Go into Mindhunters with the right expectations, then, and you might find yourself pleasantly surprised. This is a trashy thriller, no doubt, but that's exactly where Harlin has home-court advantage, and he takes the And Then There Were None-style plot and makes a fast-paced, suspenseful and often unpredictable movie.


On a remote island off the North Carolina coast, a group of FBI profilers-in-waiting are set for what they believe is a training exercise: In a mock-up of a small town, they'll find a fake crime scene and have to piece together clues to track an imaginary killer. But soon one of them gets killed for real, and it's clear that someone in their group is picking them off, one by one.


Harlin takes this simple premise and thankfully doesn't muck with it, letting the often awesomely gruesome murders come fast and furious, and keeping the audience on its toes as to who will die next and who the killer might be. He does such a good job of it, actually, that the eventual revelation is a bit anticlimatic, and all the excessive twists and illogical red herrings make the energy peter out toward the end.

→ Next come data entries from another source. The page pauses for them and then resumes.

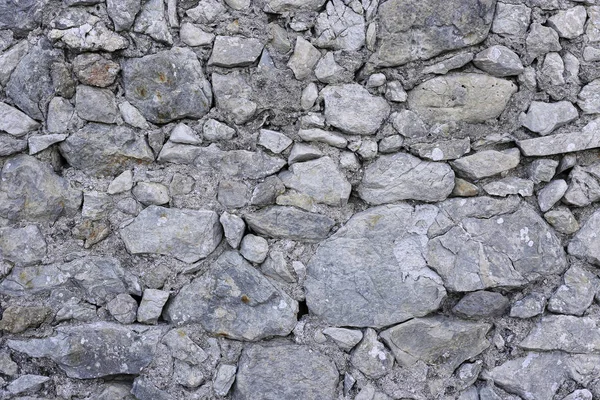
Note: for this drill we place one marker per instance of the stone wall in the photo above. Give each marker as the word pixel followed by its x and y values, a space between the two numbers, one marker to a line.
pixel 299 199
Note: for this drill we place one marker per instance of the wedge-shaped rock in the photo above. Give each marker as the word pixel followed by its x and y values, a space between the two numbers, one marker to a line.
pixel 168 85
pixel 188 235
pixel 234 300
pixel 372 271
pixel 282 222
pixel 401 176
pixel 100 149
pixel 95 350
pixel 464 97
pixel 436 340
pixel 284 371
pixel 31 191
pixel 495 249
pixel 320 179
pixel 418 30
pixel 565 333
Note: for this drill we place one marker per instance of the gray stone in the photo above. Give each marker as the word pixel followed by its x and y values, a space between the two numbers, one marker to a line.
pixel 123 12
pixel 499 243
pixel 565 333
pixel 254 248
pixel 284 371
pixel 320 179
pixel 486 163
pixel 167 85
pixel 188 235
pixel 569 23
pixel 550 194
pixel 96 105
pixel 151 305
pixel 481 304
pixel 152 22
pixel 511 185
pixel 235 51
pixel 123 308
pixel 282 222
pixel 541 40
pixel 100 149
pixel 576 293
pixel 31 191
pixel 304 59
pixel 406 33
pixel 499 60
pixel 363 265
pixel 93 350
pixel 436 340
pixel 467 97
pixel 562 220
pixel 352 109
pixel 543 118
pixel 511 19
pixel 234 300
pixel 224 378
pixel 22 246
pixel 401 176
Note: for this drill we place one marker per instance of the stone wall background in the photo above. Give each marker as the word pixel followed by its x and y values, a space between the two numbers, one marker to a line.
pixel 299 199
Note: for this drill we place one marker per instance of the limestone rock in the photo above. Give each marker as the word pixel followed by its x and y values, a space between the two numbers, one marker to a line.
pixel 234 300
pixel 375 264
pixel 188 235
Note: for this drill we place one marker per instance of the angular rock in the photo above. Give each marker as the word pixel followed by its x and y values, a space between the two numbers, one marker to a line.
pixel 466 97
pixel 401 176
pixel 167 85
pixel 282 222
pixel 375 264
pixel 234 300
pixel 543 118
pixel 284 371
pixel 31 191
pixel 320 179
pixel 499 61
pixel 436 340
pixel 100 149
pixel 486 163
pixel 235 51
pixel 406 32
pixel 94 350
pixel 352 109
pixel 188 235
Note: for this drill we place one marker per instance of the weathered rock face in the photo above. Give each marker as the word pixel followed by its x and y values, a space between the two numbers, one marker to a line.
pixel 372 271
pixel 284 371
pixel 417 30
pixel 234 300
pixel 168 85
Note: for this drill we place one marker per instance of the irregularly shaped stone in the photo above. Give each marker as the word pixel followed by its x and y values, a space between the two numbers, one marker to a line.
pixel 362 264
pixel 93 350
pixel 234 300
pixel 31 191
pixel 353 110
pixel 235 51
pixel 284 371
pixel 464 97
pixel 282 222
pixel 486 163
pixel 100 149
pixel 436 340
pixel 401 176
pixel 406 34
pixel 188 235
pixel 543 118
pixel 167 85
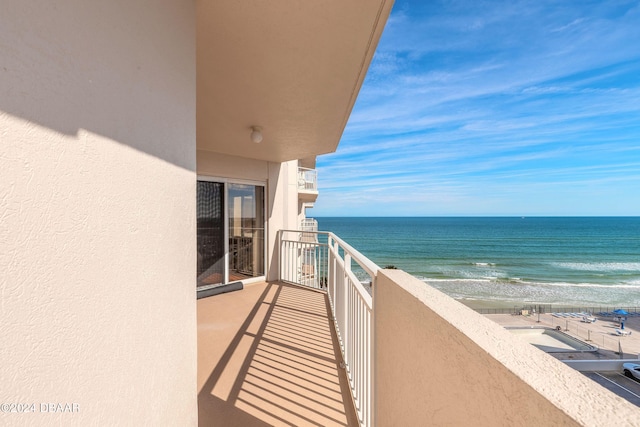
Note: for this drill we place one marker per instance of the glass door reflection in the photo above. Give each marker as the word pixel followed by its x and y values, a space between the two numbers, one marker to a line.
pixel 246 231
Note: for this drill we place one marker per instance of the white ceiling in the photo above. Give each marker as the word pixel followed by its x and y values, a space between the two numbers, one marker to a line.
pixel 293 67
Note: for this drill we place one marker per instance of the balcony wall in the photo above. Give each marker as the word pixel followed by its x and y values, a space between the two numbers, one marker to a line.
pixel 97 191
pixel 438 362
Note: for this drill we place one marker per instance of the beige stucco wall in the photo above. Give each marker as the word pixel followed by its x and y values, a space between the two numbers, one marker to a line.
pixel 97 212
pixel 438 362
pixel 281 180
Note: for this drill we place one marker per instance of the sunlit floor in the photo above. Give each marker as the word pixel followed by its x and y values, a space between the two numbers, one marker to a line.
pixel 267 355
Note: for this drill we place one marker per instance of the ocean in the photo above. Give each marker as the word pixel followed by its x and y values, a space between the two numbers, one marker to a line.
pixel 573 261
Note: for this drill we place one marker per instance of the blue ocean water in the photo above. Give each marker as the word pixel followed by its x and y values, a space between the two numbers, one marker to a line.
pixel 561 260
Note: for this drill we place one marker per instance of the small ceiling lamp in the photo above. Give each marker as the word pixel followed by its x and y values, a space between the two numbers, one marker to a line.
pixel 256 134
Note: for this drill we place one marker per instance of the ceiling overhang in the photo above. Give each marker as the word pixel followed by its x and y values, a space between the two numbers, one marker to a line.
pixel 292 67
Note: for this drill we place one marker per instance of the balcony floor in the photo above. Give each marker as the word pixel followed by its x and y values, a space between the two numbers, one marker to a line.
pixel 268 355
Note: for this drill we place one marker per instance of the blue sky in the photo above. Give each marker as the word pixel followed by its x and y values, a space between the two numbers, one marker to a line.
pixel 494 108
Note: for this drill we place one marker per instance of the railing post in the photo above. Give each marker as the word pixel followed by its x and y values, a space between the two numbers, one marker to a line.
pixel 279 240
pixel 347 306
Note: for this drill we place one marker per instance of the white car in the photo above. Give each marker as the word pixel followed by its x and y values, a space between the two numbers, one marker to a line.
pixel 631 370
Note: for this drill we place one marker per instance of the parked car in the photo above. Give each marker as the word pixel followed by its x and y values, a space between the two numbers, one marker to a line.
pixel 631 370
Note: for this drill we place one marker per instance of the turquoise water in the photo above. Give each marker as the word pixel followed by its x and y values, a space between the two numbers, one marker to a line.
pixel 578 261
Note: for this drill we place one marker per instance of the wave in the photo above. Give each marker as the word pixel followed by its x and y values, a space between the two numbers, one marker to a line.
pixel 599 266
pixel 517 280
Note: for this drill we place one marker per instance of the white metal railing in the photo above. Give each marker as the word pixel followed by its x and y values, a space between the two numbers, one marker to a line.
pixel 309 224
pixel 307 179
pixel 326 263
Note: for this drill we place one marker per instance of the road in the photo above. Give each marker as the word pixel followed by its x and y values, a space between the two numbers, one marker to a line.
pixel 616 382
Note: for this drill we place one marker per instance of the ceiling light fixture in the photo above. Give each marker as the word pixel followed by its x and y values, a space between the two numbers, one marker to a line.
pixel 256 134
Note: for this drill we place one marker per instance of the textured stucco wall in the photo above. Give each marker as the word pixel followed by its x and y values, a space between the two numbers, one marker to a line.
pixel 440 363
pixel 97 211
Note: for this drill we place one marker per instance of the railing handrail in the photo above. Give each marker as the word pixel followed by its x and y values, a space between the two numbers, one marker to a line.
pixel 369 266
pixel 307 179
pixel 329 266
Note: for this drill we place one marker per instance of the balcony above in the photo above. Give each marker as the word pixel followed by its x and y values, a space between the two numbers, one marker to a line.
pixel 293 68
pixel 307 185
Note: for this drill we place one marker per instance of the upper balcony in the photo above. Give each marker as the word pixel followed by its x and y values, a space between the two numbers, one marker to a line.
pixel 307 184
pixel 317 348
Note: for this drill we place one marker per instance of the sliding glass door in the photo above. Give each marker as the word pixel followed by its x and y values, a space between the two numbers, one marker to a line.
pixel 231 221
pixel 246 231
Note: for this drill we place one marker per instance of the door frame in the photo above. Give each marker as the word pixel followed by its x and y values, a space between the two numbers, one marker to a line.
pixel 226 182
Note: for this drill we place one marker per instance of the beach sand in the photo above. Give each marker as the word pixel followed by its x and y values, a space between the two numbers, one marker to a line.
pixel 600 333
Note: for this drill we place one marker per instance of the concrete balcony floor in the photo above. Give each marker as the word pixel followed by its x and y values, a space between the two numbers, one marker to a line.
pixel 268 355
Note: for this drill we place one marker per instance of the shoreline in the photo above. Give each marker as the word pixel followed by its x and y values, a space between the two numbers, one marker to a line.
pixel 478 304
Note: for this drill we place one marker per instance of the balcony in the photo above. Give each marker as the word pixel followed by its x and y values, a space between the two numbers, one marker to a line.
pixel 307 184
pixel 318 348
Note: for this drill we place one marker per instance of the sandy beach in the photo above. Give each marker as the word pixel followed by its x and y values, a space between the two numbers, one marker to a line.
pixel 601 333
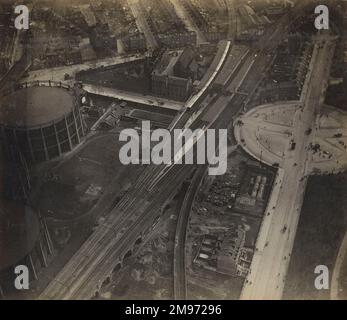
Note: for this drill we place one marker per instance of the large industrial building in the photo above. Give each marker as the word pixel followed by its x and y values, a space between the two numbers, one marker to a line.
pixel 42 122
pixel 25 240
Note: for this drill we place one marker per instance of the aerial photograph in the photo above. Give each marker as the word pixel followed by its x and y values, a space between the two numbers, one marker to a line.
pixel 173 150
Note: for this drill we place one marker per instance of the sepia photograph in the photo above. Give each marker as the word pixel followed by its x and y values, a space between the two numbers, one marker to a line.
pixel 173 150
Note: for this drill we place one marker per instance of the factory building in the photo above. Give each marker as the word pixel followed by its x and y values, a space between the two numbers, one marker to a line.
pixel 40 122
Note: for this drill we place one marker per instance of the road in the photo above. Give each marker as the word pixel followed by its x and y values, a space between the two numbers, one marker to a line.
pixel 133 97
pixel 58 73
pixel 276 237
pixel 139 209
pixel 180 283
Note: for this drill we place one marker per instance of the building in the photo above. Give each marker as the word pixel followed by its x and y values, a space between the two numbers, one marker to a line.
pixel 25 240
pixel 40 122
pixel 226 253
pixel 168 79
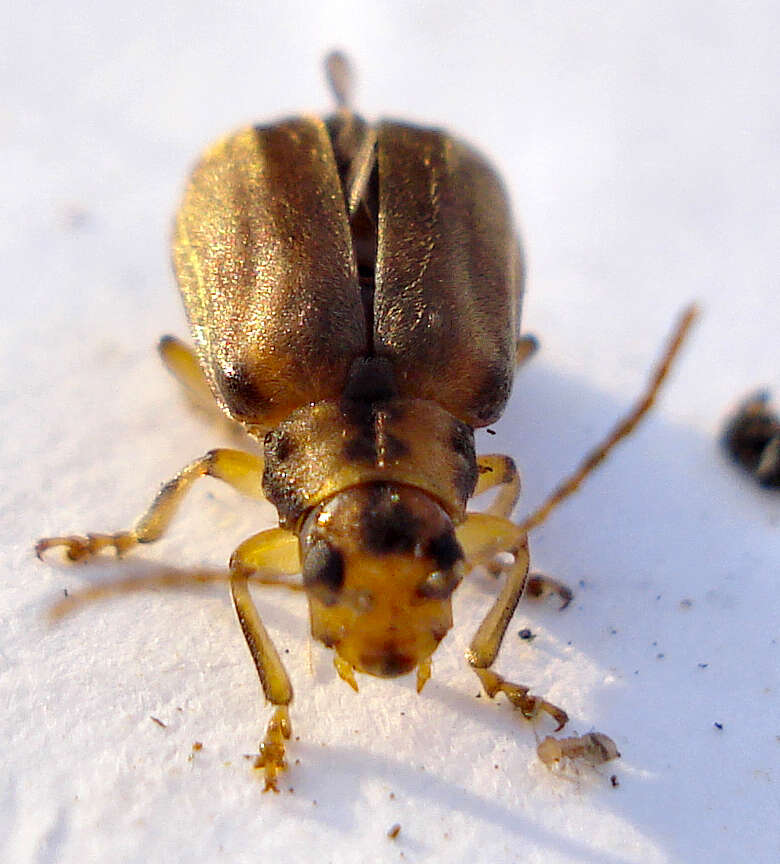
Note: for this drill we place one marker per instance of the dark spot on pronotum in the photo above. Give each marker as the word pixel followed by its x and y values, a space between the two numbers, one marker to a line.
pixel 371 379
pixel 492 393
pixel 279 445
pixel 323 571
pixel 438 585
pixel 466 471
pixel 288 498
pixel 445 550
pixel 393 448
pixel 388 526
pixel 361 449
pixel 240 391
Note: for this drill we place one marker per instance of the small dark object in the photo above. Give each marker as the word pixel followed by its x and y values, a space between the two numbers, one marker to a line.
pixel 752 438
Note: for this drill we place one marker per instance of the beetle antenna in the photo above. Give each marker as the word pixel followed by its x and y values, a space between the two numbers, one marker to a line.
pixel 162 577
pixel 341 79
pixel 624 428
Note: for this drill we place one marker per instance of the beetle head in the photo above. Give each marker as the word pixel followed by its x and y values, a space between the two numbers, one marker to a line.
pixel 380 563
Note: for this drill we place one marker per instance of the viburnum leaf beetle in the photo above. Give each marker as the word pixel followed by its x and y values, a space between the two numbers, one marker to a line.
pixel 354 295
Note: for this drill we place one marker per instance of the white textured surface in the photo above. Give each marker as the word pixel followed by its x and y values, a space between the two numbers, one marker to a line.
pixel 641 145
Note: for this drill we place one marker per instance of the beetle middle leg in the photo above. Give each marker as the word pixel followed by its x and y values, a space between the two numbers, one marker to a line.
pixel 482 536
pixel 496 469
pixel 276 550
pixel 243 471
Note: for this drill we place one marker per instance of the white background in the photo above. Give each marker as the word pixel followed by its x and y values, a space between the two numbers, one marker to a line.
pixel 640 143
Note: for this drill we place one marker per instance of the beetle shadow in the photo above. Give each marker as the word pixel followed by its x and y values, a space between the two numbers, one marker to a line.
pixel 348 768
pixel 666 482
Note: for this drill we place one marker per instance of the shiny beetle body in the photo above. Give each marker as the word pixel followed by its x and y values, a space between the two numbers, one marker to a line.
pixel 354 295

Aside from a few recognizable stars (Christian Slater, LL Cool J), the agents are almost all interchangeable, so it takes a while to distinguish one from the other. By the time the killer has offed half the characters, though, the remaining ones are pretty distinctive. LL brings the same kind of agreeable swagger he brought to Harlin's Deep Blue Sea; the two should team up more often. And Val Kilmer, in a relatively small role as the team's trainer, knows exactly how much camp his role requires.


Mindhunters isn't going to reinvent the serial-killer movie, but it's far more entertaining than most recent entries in its genre, and should be seen with an open mind. Renny Harlin deserves that much.